Read in August, 2011

Belated gracias to NY Magazine, who in 2007 did a Q&A with artist Adrian Tomine, who in turn answered exactly what I was wondering when I finished his graphic novel “Shortcomings”:

I am reading a portrait of a cranky 30-something cuss, argumentative and flawed in ways that would take a detangling spray to begin sorting through. So why am I loving this story instead of drawing images of my middle finger all over his face?

“If I tried to depict (Ben Tanaka) in a shorter piece, it could be a quick and shallow glimpse of a jerk, or I could do some lame O. Henry twist and show him cuddling a kitten at the very end. I tend to cut people slack in ways that other people might not. If someone is a great artist or a really funny guy or really insightful in some way, it won’t bother me if they’re also an asshole,” Tomine said.

I’ll buy that.

Ben is your friend’s insufferable boyfriend. The one who won’t clap at the Asian-American film festival his Japanese girlfriend organized because the finale was a hokey story about working in a fortune cookie factory and he should know: He’s the manager of a local movie theater -- or as he says “In the industry” -- and obviously can separate the shit from the shinola. Instead of hitting up the post-festival decompression party at the bar, she rides home with the ranter who disses the entire operation.

It’s the classic sketch of the death of a relationship. Miko standing in the doorway of the door of the living room dressed in just her undies, asking Ben if he wants to come to bed -- wink wink -- while he studies the back of another film he got in the mail. It makes you crave a preface where it explains what these two ever had in common.

Ben has a foil: his bestie Alice is a lesbian, so nutso about the freshwomyn where she is doing post-grad studies that she can barely get through her classes. Instead of getting frustrated at Ben’s lack of self-awareness, she call him on it. And she agrees with Miko’s assessment that Ben is obsessed with media’s depiction of the ideal woman: white, blonde. He denies it, muttering something about how you don’t fantasize about sand when you’re in the desert, but that doesn’t mean he doesn’t get hot pants for a newbie at his theater, a young 20-something named Autumn. Young and blonde, of course. A self-described exhibitionist and performance artist who photographs her middle-of-the-night urination.

When Miko leaves for an internship in New York City -- their relationship set in pause mode -- he immediately calls the little minx.

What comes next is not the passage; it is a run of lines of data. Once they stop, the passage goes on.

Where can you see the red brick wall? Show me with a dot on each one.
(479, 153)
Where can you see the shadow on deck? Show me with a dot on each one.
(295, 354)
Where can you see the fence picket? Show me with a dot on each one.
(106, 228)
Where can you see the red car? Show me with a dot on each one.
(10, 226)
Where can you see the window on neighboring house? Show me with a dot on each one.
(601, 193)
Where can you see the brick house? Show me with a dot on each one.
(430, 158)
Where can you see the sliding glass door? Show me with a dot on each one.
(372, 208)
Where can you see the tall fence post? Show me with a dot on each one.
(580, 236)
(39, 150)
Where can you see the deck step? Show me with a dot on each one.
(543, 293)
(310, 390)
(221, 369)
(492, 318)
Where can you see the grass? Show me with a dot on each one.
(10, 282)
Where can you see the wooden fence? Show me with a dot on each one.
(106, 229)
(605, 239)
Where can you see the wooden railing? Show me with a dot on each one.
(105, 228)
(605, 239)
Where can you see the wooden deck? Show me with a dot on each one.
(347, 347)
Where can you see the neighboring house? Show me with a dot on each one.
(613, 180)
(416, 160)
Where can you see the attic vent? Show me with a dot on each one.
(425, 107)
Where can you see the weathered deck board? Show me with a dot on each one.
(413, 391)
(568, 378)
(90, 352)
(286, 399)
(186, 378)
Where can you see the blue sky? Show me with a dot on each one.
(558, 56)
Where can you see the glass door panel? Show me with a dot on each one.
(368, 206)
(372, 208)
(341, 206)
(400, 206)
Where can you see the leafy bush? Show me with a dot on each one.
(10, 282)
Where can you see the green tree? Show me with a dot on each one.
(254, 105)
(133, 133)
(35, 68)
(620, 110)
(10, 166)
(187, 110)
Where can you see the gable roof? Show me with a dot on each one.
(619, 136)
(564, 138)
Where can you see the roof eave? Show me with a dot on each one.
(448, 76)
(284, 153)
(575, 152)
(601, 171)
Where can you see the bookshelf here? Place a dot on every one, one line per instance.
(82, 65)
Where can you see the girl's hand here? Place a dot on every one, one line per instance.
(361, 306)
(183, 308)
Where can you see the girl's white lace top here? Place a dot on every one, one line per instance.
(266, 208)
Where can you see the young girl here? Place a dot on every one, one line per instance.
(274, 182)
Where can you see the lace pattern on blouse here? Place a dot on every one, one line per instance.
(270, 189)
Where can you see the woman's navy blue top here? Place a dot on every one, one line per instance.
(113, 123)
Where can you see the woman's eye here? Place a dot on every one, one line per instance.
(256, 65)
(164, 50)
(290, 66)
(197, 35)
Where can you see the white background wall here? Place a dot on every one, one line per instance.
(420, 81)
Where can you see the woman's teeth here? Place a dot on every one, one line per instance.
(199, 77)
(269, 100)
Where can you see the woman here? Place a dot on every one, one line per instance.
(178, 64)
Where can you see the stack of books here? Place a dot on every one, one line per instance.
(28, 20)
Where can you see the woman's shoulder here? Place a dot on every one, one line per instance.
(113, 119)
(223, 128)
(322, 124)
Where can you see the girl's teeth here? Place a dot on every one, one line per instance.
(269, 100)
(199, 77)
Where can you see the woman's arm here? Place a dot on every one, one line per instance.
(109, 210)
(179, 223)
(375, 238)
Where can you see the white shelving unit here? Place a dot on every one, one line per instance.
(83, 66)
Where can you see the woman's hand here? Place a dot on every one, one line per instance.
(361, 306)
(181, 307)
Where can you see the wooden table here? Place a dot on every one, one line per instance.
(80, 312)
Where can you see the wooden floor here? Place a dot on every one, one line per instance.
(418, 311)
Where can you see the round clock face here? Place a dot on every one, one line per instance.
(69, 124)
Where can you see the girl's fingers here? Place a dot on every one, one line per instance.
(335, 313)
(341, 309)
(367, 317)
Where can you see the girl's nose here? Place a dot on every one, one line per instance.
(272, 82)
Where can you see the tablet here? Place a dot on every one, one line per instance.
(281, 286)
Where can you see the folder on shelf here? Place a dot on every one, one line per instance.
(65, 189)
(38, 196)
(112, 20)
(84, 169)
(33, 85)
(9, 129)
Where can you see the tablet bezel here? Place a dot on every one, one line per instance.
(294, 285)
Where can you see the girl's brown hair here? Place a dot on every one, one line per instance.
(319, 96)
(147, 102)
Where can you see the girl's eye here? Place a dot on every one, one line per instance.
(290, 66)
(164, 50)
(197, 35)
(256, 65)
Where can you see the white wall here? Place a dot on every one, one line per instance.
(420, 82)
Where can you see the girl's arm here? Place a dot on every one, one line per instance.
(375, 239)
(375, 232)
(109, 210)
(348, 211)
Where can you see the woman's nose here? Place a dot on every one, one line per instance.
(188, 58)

Adoring this story is a testament to Tomine’s ability as both a writer and an artist. Although it’s just a short little book, these characters are complete enough to like and loathe. They are as recognizable as pieces of your own posse or sections of your own dream journal: charming, but naive; funny and smart, with quick trigger suspect impulses. The holds up its half of the storytelling bargain -- perhaps more. They lend to the general vibe, add a comedic element or express an underlying truth. Tomine is some sort of Tetris master with everything he packs into this short piece of work.